Author Archives: Charles Myers

Accessibility Metadata draft v.5 has been submitted to the W3C for the schema.org process

The AccessibilitY Metadata proposal was officially submitted to the W3C schema.org process on Monday, April 15, 2013. Details of the submission can be seen in the email to the W3C public vocabs list. The detailed proposal can be seen at the W3.org site.

These added metadata items will enable alternate representations of content to be easily discoverable, as well as finding the best-fit alternate for your needs within web searches.

A significant number of changes have taken place and new content has been made available since our first post two months ago. Highlights of this are:

Subscribe to the the RSS feed or join our mailing list to stay abreast of our developments and news. We do expect to be at a few conferences in May and June, and these will be announced here and through those channels as well.

Introducing the Accessibility Metadata Project

Everyone gets frustrated when hoping to find specific information on the internet and a generalized search engine returns thousands of hits instead. But imagine that you’re an educator who is searching content about the Mars rover for your fourth grade science class. You search for ‘Mars rover’ and get 85 million hits. A better search for the phrase ‘Mars rover’ (with the quotes) gets only 6 million hits, and “‘Mars rover’ education” begins to get close, although it covers all grade levels. A group called the Learning Resources Metadata Initiative (LRMI) set out to create a specification for learning resource metadata and is submitting that to schema.org. This structured data, enabled by the participation of leading search engines, will make this data much easier to find. The teacher will be able to search content appropriate for the fourth grade within certain time durations and media types.

Now imagine that you’re that same teacher, but you have students who want printed or web content in an audio presentation so that they can listen to it on their portable audio player while on holiday. Or you have children in your class where English is their second language and you are starting a science project; you’d like to find materials with captions in their native language. Further, you may be a special education teacher and would like to find descriptive content available in braille. This is very difficult today, as one has to search in specific locations for each of these content types. What is needed is metadata for accessibility information, encoded in the same microdata formats as LRMI and many other content types.
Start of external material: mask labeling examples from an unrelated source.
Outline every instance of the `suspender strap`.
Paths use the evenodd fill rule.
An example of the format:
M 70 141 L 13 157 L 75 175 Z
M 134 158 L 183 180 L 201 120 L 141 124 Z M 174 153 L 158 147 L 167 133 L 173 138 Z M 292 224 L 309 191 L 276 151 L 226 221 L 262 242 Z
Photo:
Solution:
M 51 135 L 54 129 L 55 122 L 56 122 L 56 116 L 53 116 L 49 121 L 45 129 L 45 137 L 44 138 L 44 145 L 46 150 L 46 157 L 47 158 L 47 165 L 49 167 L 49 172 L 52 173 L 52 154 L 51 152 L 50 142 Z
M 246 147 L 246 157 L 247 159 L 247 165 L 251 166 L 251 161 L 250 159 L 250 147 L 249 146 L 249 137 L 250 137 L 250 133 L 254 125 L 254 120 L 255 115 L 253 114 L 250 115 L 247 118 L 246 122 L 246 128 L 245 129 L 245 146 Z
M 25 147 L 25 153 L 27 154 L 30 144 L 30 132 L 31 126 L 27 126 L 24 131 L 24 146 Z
By developing the accessibility component of the educational metadata, Benetech and our partners will greatly improve the ability for students, teachers and parents to find accessible educational materials that fit the specific learning needs of specific students, including students with disabilities. This will impact students’ abilities to find and use the materials they need to succeed in the classroom and beyond. And this accessibility metadata will be applicable to all creative works such as blogs, books, audio, video and many more

A working group has formed from a set of highly qualified individuals and representatives from many leading organizations in education, accessibility, publishing and metadata to bring together the various recent efforts for accessibility metadata into a submission to schema.org.

Join us as we develop our draft specification for accessibility metadata. We welcome comments on the specification (our first public draft is expected in April 2013) and on the user stories of how people will use and interact with this metadata, both on the web in search engines and in Learning Registries. Examples are also available, showing the proposed properties in content. Sign up for our mailing list (on the right side of the page) to be informed of project updates on the specification and reference implementations.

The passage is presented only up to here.